Apple fornisce il catalyst per la prosecuzione delle prese di beneficio

Giuseppe Sersale, Strategist di Anthilia Capital Partners Sgr.

Il gigante  della tecnologia di massa Apple ha riportato leggermente migliori delle attese, ma ha offerto una guidance conservativa, e le vendite di Iphone sono risultate inferiori alle indiscrezioni che circolavano alla vigilia (consenso ufficiale 47 mln di pezzi ma ufficioso di oltre 50 mln). Cosi il mercato, che già era in bad mood,  l’ha gratificata di un -7% in aftermarket.

Trattandosi di quasi il 9% del Nasdaq, una perdita latente del genere ha messo un ipoteca sull’apertura odierna dell’indice, e in generale della borsa US, oltre a mettere sotto pressione l’indotto e in generale il settore tecnologico. Tra l’altro, anche, appesantita dal writeoff di Nokia, non è stata accolta bene (-4% after market) , il che ha contribuito ad appesantire il sentiment in particolare in Asia, dove i tecnologici occupano posti rilevanti in molti indici.

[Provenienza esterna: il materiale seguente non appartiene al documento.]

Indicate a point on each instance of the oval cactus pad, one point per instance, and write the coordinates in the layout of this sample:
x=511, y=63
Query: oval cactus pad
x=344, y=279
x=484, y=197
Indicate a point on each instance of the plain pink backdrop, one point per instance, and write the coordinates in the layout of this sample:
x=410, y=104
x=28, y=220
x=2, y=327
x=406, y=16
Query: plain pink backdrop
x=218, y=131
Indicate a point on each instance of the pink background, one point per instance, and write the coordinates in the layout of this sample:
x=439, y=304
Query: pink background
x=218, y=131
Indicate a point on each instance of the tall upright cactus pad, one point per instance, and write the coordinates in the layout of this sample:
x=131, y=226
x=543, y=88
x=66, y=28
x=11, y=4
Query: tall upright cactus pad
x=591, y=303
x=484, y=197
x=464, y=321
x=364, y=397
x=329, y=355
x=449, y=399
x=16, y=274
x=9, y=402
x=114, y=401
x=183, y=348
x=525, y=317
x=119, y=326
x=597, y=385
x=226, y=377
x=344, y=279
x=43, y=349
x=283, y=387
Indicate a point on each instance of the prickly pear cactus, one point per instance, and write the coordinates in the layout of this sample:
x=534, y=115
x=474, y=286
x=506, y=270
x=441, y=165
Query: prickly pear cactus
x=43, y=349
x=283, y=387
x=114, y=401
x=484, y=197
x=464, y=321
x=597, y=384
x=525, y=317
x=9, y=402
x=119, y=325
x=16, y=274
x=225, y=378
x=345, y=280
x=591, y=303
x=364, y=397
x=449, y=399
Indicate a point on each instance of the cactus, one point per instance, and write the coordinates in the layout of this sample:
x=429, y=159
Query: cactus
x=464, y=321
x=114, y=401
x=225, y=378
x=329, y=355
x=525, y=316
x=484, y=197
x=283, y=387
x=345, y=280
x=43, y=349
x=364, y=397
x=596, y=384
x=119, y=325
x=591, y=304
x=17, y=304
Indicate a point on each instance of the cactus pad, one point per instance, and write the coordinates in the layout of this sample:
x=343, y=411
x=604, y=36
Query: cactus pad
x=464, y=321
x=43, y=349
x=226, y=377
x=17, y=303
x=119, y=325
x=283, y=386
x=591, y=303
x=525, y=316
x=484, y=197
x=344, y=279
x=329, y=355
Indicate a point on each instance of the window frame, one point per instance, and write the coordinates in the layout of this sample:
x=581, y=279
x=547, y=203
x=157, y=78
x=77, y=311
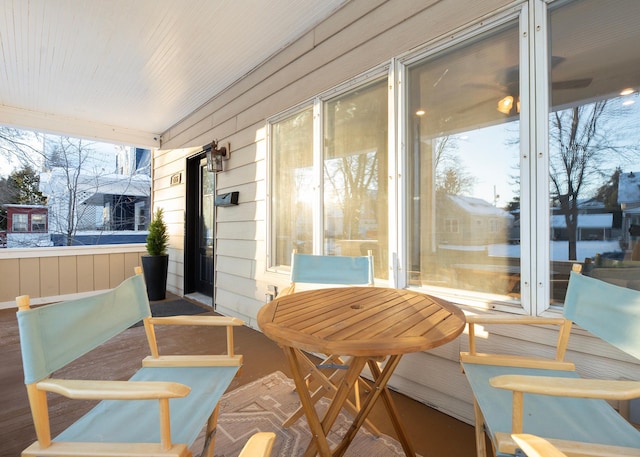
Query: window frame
x=532, y=17
x=373, y=76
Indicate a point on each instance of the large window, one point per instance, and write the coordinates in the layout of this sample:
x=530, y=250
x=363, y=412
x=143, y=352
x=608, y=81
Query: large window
x=293, y=194
x=333, y=201
x=518, y=156
x=463, y=114
x=594, y=141
x=20, y=222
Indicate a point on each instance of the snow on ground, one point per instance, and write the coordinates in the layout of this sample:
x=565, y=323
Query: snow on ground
x=560, y=249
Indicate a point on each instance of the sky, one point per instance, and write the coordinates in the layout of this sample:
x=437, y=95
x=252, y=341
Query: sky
x=105, y=157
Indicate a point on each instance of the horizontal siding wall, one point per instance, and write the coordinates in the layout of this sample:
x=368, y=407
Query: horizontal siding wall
x=58, y=273
x=363, y=35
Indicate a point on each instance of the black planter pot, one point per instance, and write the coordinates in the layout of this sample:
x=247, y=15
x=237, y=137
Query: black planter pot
x=155, y=268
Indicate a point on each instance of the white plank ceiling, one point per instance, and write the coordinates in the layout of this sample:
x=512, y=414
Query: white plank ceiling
x=127, y=70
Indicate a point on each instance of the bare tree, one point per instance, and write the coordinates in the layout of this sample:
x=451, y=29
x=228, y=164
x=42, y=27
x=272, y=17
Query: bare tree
x=73, y=173
x=582, y=140
x=451, y=177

Su queste basi, ovvia la pesantezza di Tokyo (-1.2%) che finora aveva schivato la correzione, Taiwan (-0.95%), Corea (-0.9%). e Hong Kong (-1%). Positiva, per contro, l’India che ha recuperato con gli interessi lo storno di ieri grazie a una salva di buoni risultati e un legame meno stretto col tech. Poca direzionalità dagli indici cinesi, spiazzati dalla pubblicazione della survey Market News Business indicator di luglio, tornata sui minimi dell’ anno, segnati ad aprile (48.8 da 53.5 di giugno). Non proprio un buon viatico in vista dei PMI. Più costruttivo il leading index del Conference Board (1 da 1.1), ma questo è di giugno.
Incerta se prezzare rischio macro, o ulteriore stimolo Shanghai ha chiuso a +0.2%.

Visto il mood ereditato dall’Asia (che si somma a quello, pesante, di ieri) l’apertura europea è stata caratterizzata da un sentiment negativo, con i future rapidamente giù di un ulteriore 1% prima dell’apertura del cash. Detto questo, le prime ore di trading hanno rapidamente visto la comparsa di compratori, che hanno riportato rapidamente gli indici quasi in pari, nonostante il tech, energy  e le basic resources faticassero non poco. Nuovamente in denaro, per contro il settore bancario, dopo la correzione di ieri.